The center of coffee production back then was at Kaua’i, but as commercial ventures began to spread to other areas of the Big Island they discovered that coffee thrived on the slopes of Mauna Loa and Hualālai in Kona.
Eventually, Kona coffee farms settled in the area now known as the Kona Coffee Belt, and is still producing coffee beans to this day.
Note: you can learn more about the history of our Kona farms by signing up for a tour the next time you’re in Hawaii!
Though production is a primary priority of farmers, it is essential to exercise sustainability and ethical practices. This not only preserves the overall environmental, social, and economic concerns of the agricultural area, but also preserves its integrity to ensure its continuous usage by future generations.
Before talking about coffee and the likes, one must first start from its origin. Cultivation of Kona coffee begins as a young, green coffee seed. The specific variety of the Kona coffee is Kona Typica, which is part of the Coffea Arabica family and is popularly known due to its low-acidity and smooth and floral body.

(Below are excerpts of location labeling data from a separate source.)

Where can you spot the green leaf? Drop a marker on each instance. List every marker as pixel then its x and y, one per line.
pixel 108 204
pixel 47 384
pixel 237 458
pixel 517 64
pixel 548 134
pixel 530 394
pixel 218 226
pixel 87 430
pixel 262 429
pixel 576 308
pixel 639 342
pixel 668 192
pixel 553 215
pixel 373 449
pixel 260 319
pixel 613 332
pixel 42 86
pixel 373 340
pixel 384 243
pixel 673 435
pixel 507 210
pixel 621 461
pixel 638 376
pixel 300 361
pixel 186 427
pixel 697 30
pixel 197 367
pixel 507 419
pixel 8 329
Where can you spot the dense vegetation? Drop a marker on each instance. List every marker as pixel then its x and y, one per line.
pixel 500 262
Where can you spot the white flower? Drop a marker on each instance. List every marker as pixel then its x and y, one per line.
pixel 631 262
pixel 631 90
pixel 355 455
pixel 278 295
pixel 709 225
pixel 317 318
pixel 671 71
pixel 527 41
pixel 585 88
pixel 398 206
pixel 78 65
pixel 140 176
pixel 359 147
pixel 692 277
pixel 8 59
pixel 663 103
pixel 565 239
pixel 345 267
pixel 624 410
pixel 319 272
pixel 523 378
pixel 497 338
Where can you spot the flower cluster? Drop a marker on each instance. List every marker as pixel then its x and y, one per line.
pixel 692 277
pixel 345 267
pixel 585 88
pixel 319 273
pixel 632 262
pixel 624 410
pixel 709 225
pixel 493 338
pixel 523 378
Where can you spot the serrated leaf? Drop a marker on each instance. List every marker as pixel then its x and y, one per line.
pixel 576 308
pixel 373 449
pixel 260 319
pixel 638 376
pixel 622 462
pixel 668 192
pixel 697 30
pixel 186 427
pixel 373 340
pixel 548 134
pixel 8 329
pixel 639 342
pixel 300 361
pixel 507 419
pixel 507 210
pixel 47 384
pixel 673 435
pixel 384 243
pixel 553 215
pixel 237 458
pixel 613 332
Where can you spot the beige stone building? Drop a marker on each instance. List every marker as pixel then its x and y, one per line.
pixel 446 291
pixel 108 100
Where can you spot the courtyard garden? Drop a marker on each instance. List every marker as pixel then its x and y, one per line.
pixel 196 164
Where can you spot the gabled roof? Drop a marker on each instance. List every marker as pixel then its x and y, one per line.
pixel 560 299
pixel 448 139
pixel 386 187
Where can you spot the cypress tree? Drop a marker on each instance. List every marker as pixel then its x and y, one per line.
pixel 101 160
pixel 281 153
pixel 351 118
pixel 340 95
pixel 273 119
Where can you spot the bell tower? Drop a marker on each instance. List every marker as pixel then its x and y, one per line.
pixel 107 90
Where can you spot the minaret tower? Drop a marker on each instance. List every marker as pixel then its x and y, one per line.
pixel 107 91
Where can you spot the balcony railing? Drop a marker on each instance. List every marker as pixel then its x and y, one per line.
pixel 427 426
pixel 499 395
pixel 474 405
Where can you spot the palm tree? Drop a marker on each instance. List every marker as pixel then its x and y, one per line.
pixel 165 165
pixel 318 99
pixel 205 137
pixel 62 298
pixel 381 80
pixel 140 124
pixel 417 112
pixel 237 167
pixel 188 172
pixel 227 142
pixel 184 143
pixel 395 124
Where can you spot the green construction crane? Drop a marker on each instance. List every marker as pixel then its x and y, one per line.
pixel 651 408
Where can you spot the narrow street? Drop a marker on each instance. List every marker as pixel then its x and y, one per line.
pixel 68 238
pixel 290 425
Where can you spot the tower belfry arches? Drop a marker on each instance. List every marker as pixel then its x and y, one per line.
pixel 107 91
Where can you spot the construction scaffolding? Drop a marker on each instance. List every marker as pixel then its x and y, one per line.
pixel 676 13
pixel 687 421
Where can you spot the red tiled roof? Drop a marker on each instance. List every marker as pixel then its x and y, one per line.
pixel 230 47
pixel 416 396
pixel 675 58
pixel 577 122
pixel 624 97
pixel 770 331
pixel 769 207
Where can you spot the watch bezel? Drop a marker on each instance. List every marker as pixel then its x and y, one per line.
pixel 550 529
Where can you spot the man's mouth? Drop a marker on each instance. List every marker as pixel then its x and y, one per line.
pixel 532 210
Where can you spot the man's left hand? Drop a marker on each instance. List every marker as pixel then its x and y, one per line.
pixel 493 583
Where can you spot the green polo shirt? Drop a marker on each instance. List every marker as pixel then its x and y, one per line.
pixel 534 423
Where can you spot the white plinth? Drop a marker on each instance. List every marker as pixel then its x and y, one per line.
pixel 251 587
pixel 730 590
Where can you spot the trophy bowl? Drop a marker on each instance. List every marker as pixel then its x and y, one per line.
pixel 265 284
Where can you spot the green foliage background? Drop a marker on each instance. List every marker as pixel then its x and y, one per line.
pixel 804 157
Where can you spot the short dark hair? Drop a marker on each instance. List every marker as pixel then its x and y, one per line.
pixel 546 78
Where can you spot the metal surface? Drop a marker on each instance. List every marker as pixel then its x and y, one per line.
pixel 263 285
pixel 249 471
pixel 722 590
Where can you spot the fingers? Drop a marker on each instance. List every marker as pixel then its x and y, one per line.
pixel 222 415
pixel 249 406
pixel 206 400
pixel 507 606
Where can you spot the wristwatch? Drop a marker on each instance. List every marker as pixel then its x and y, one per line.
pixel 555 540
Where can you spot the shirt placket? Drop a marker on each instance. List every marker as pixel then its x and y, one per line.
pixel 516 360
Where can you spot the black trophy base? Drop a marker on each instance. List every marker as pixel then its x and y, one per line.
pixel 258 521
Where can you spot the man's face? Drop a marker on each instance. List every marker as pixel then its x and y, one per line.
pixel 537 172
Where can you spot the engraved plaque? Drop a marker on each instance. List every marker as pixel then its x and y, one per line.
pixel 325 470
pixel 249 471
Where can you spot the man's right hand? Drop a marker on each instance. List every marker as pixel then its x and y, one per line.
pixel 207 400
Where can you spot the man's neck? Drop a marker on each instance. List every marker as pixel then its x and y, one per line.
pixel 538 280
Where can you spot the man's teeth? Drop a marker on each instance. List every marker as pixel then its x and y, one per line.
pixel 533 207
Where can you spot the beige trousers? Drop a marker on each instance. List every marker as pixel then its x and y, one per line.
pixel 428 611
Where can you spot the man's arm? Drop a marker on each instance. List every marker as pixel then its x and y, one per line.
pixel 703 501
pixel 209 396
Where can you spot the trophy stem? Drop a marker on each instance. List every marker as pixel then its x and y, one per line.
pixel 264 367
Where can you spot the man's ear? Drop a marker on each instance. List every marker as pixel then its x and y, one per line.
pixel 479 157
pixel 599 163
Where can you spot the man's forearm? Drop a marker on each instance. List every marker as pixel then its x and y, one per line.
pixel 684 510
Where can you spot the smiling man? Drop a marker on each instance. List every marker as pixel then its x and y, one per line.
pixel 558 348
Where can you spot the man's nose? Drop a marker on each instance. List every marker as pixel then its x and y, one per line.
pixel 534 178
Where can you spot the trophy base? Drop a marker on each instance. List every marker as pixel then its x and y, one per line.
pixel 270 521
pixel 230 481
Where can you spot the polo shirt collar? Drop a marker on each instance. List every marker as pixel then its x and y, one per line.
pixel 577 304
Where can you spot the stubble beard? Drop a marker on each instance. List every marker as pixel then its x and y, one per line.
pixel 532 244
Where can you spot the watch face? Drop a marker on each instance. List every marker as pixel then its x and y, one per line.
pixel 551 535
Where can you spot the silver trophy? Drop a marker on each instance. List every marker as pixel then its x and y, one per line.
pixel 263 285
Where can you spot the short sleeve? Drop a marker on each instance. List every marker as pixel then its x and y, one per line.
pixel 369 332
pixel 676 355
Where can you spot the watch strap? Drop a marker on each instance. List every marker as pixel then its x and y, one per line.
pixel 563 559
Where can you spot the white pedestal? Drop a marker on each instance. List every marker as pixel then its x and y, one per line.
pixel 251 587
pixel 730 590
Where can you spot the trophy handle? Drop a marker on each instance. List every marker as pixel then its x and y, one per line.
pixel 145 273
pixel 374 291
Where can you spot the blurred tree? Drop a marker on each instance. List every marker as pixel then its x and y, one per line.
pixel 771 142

However, its root stock is known to be vulnerable to disease, thus making it unstable and hinders the growth of the tree. In order to address this dilemma, Kona farmers started grafting a Kona Typica seedling to the root stock of a sturdier coffee variety, with liberica varieties being a popular choice.
The grafting process is done by first cutting the Kona Typica seedling by the stem area close to the soil and attaching it to a stem of the stronger root stock. This attachment process is done using a clip or a tie that serves to bind the two together. Over time, the stems will merge and grow into a sturdy tree that will eventually yield Kona Typica coffee beans.
The Harvesting Process
Once the seedling has adjusted with the grafting process, it takes around 3-4 years for a Kona coffee seedling to produce a significant coffee yield. During that period of growth, the optimal environment for them to thrive are sunny mornings and cloudy, humid afternoons.
It’s ideal for them to not be under direct sunlight in the afternoons and in areas with mild nights free from freezing. As the Kona coffee seedlings begin to grow, telltale signs of fruit growth are indicated with the emergence of strong, fragrant coffee blossoms locally called “Kona Snow”. The blossoms will gradually turn into green coffee cherries that will take months to ripen.
The ripening window of Kona coffee cherries is often during fall to early winter, although this time frame may vary depending on the elevation where the seedlings were planted. Due to the slope of the Hualālai volcano being steep, there are varying temperatures depending on the elevation of the farms.
Hence, harvesting of the cherries has always been a problem, since they do not ripen all at once. Coffee pickers carefully select and hand-pick the bright red cherries to be harvested and leave the unripe ones to mature.